Gespräch mit Laura Tonke
Sie spielen Jeanette Kreuz, die Ehefrau des Täters in "Familiensache". Wissen Sie noch, wie Sie reagiert haben, als Sie das Buch lasen?
Ich fand die Geschichte spannend und interessant, und sie ist mir sehr nahe gegangen. Als Schauspielerin lese und empfinde ich so ein Buch natürlich noch einmal anders, zumal wenn ich eine Frau spielen soll, die Opfer eines Verbrechens wird. Denn ich muss mich da ja richtig rein begeben, ich durchlebe diese Situation dann. Und ich war eine Weile hin und her gerissen, ob ich das spielen kann, weil es mir so nahe gegangen ist.

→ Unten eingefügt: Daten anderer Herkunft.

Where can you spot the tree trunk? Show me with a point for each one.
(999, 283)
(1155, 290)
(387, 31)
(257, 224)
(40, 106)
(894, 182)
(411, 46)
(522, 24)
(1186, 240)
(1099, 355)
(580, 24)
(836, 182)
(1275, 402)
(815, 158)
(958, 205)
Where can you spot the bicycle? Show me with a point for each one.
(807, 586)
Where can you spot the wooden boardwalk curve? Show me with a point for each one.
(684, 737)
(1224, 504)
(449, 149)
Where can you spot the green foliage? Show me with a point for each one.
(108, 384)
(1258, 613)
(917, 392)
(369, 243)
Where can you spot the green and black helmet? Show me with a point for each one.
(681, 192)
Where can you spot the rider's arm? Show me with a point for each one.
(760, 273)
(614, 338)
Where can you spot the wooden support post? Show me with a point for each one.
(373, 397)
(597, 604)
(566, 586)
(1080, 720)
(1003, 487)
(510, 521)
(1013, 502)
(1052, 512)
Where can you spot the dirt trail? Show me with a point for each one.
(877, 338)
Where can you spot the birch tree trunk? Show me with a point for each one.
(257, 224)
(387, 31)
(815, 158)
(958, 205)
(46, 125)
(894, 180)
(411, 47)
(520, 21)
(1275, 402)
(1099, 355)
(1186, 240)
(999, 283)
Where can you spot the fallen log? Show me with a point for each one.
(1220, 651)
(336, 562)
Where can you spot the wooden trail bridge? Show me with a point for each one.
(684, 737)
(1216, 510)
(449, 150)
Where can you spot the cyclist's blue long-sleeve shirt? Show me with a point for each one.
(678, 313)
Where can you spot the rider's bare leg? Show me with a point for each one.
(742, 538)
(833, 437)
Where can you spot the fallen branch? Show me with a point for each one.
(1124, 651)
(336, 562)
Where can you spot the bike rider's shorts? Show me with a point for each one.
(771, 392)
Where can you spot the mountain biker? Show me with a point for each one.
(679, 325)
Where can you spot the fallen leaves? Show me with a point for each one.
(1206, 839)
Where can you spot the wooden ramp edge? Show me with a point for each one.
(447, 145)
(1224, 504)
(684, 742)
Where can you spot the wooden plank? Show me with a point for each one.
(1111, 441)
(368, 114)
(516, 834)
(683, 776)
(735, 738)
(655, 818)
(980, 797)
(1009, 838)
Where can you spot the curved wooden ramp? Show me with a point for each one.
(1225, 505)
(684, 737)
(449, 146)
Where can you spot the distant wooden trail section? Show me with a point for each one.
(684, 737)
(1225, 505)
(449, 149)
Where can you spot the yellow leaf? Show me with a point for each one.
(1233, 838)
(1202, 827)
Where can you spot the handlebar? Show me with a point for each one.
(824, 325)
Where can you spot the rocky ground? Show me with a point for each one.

Aber erstens sind Eoin Moore und Andreas Schmidt alte Freunde von mir, mit denen zu arbeiten ich mir nicht entgehen lasse, und zweitens ist es natürlich interessant, sich zu fragen: Was bewegt jemanden dazu, seine Familie so in den Tod zu reißen? Wie kommt jemand dazu, zu denken, dass es besser für die anderen ist, wenn sie sterben?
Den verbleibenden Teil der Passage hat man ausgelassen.